In reply to Steve_Jones :

The pattern you're seeing might come from a survivorship-biased definition of "doing something about it." Within the last 6 years I've moved away from my immediate family to look for work in a different country, saved up some money and started a business offering a totally novel service with my own cash. If you compare those tasks to developing a new medical device without knowing the outcomes, it should look like doing at least as much about it.

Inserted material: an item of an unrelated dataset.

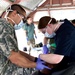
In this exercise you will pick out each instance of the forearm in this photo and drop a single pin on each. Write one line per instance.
(45, 40)
(51, 58)
(20, 60)
(31, 58)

There were 24 recognized recession periods from 1836–1929. Remind me again what corporations were colluding with each other during that time. 

I'm not sure what that's related to, but the late 1800s-early 1900s was a really bad period of monopolism, union-busting and worker abuse, so, lots? The formation of Standard Oil and the Teapot Dome scandal come to mind?

ShawnG
ShawnG MegaDork
6/2/24 9:44 p.m.
GameboyRMH said:

In reply to Steve_Jones :

You might also expect a world war to have had some negative effects.

War is always good for the economy (the winners economy).

The great depression had just hit. 

I asked my grandfather why he and his brothers signed up. "It was the right thing to do" was down the list, below "nothing better to do" and "they paid me to go".

Duke
Duke MegaDork
6/2/24 11:16 p.m.

I was born in 1965.

The '70s were a socioeconomic hell hole. No one in their right minds would want to go through that again.